Jum'at, 19/04/2024 04:57 WIB

Setahun, Angka Buta Aksara Indonesia Turun 0,15 Persen

Angka buta aksara Indonesia mengalami penurunan dari 1,9 persen pada 2018 menjadi 1,78 persen pada 2019.

Direktur Jenderal PAUD Dasmen Kementerian Pendidikan dan Kebudayaan, Jumeri (Foto: Muti/Jurnas)

Jakarta, Jurnas.com - Angka buta aksara Indonesia mengalami penurunan dari 1,9 persen pada 2018 menjadi 1,78 persen pada 2019.

Demikian disampaikan oleh Direktur Jenderal PAUD Dasar dan Menengah Kementerian Pendidikan dan Kebudayaan (Kemdikbud) Jumeri, dalam kegiatan Bincang Pendidikan Hari Aksara Internasional (HAI) 2020 pada Jumat (4/9) yang digelar secara daring.

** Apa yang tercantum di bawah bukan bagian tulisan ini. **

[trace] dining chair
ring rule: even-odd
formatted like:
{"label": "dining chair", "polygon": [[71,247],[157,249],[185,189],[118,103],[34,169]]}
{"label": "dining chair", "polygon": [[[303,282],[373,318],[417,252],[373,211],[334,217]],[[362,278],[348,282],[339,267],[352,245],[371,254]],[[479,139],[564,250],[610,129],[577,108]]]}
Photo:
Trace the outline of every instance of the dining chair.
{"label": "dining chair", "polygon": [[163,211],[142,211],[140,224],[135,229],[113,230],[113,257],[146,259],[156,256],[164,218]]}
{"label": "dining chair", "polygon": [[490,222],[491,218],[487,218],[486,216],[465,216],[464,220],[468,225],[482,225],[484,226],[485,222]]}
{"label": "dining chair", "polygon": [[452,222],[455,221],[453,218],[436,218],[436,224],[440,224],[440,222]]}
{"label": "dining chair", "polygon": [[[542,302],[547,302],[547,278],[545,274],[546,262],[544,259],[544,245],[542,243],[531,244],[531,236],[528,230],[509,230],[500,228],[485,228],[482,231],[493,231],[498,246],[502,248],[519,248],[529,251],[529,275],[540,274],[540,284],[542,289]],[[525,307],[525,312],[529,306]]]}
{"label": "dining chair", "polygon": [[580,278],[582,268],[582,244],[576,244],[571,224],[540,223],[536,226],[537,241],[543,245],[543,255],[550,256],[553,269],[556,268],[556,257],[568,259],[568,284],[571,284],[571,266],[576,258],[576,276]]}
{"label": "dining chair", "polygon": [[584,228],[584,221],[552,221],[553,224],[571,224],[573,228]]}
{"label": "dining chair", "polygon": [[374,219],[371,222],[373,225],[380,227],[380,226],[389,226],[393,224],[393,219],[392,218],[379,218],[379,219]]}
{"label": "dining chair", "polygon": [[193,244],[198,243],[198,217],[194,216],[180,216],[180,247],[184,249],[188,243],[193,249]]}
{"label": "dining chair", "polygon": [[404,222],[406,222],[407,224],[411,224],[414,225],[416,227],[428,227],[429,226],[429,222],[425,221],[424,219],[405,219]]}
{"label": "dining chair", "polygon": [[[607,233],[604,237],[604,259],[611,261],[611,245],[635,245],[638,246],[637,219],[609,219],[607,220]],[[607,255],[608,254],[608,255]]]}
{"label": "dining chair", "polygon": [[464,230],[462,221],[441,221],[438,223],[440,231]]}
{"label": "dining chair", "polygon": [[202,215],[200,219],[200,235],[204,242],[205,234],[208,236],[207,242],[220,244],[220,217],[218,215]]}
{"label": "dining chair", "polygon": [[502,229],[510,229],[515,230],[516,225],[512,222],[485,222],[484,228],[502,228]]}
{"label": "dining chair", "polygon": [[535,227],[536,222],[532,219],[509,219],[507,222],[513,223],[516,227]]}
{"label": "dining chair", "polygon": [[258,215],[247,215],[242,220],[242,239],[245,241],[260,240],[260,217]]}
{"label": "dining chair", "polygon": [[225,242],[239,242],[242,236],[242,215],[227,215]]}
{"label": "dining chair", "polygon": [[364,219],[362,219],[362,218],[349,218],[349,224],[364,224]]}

Meski mengalami penurunan, lanjut Jumeri, daftar urutan provinsi dengan penduduk buta aksara masih belum berubah.

Papua (21,9 persen), Nusa Tenggara Barat (7,46 persen), Nusa Tenggara Timur (4,24 persen), Sulawesi Barat (4,22 persen), Sulawesi Selatan (3,98 persen), dan Kalimantan Barat (3,81 persen) masih menjadi yang tertinggi angka buta aksaranya.

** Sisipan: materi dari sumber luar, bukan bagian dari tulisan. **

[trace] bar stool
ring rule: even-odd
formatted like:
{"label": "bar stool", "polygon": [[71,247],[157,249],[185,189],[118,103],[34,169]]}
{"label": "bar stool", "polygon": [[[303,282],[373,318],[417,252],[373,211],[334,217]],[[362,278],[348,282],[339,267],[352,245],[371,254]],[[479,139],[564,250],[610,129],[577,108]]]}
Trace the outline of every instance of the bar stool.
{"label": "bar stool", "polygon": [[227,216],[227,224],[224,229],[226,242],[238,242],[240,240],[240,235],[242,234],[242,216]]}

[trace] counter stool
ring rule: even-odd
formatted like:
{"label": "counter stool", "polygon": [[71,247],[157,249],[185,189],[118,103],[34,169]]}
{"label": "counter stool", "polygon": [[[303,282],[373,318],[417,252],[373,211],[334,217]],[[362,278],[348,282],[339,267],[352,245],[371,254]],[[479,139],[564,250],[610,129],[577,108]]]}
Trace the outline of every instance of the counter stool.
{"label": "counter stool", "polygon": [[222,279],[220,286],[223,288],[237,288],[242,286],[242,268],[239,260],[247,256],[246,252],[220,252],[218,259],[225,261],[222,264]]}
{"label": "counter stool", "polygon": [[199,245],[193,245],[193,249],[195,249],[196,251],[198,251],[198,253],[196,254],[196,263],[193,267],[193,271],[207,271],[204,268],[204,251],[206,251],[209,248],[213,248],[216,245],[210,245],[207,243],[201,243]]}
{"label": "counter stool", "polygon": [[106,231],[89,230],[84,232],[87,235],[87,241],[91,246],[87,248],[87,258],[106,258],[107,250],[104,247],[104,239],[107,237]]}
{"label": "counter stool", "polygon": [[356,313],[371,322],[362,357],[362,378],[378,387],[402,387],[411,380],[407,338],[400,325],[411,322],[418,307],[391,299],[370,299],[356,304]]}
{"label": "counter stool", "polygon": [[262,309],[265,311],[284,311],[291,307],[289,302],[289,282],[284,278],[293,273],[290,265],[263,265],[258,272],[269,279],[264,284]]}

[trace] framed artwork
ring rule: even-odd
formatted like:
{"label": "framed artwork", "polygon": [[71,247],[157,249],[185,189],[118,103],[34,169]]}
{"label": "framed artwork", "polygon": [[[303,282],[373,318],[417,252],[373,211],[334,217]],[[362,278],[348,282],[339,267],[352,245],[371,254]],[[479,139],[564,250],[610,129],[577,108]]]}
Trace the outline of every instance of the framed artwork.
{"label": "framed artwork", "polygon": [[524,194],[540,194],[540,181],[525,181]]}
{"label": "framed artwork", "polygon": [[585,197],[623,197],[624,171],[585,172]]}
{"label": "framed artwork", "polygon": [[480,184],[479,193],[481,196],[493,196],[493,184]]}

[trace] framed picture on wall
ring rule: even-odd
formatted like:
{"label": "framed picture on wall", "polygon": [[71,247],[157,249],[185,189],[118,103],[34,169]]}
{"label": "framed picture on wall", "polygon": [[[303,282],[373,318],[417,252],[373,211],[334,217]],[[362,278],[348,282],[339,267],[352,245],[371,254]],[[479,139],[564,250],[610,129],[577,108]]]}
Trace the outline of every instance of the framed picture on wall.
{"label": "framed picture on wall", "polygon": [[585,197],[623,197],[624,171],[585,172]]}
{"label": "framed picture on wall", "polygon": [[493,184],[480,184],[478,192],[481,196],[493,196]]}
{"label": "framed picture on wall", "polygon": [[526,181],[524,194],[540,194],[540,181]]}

"Data buta aksara di enam wilayah tersebut linier dengan data lain, di antaranya APK (angka partisipasi kasar). Seperti di Papua, APK-nya rendah, juga pendapatan per kapita dan akses pada informasi," kata Jumeri kepada awak media.

Apabila dipecah per kategori, buta aksara pada perempuan lebih tinggi dari laki-laki yakni 5,67 persen berbanding 2,52 persen. Angka buta aksara di perdesaan juga lebih tinggi dari perkotaan yakni 6,44 persen berbanding 2,29 persen.

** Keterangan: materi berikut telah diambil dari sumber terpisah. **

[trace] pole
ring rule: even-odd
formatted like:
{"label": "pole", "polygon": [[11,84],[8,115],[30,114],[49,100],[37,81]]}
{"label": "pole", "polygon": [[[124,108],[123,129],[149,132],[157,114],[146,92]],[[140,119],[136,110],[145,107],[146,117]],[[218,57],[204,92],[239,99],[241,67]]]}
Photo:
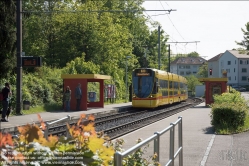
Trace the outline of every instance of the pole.
{"label": "pole", "polygon": [[126,57],[126,60],[125,60],[125,85],[126,85],[126,95],[125,95],[125,102],[127,102],[127,87],[128,87],[128,83],[127,83],[127,57]]}
{"label": "pole", "polygon": [[17,37],[17,83],[16,83],[16,114],[21,114],[22,101],[22,0],[16,1],[16,37]]}
{"label": "pole", "polygon": [[161,59],[161,55],[160,55],[160,26],[158,26],[158,69],[160,70],[161,68],[161,62],[160,62],[160,59]]}
{"label": "pole", "polygon": [[168,72],[170,72],[170,44],[169,44],[169,69],[168,69]]}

"Secara rata-rata, jumlah buta aksara perempuan lebih tinggi dari pada laki-laki. Ini berarti kesetaraan gender kita masih harus diperjuangkan bahwa di kalangan perempuan kita masih banyak diperjuangkan untuk dapat kesempatan menjadi warga melek huruf," terang dia.

Sementara itu berdasarkan kelompok umur, usia lansia atau 60 tahun ke atas memiliki persentase buta aksara tertinggi dibandingkan kelompok umum lainnya, yaitu 20,85 persen.

Sedangkan menurut pembagian disabilitas dan non-disabilitas, angka buta aksara penyandang disabilitas lebih tinggi dari non-disabilitas 21,37 persen berbanding 3,52 persen.

"Kalau dari sisi pembagian sharing belanja rumah tangga. Makin tinggi pendapatan atau pengeluaran, ternyata tingkat melek hurufnya makin tinggi. Dan ini linier dengan pendapatan. Orang yang berpendapatan lebih tinggi, bisa mendapat kesempatan tidak buta aksara. Benar berarti buta aksara identik dengan kemiskinan," sambung dia.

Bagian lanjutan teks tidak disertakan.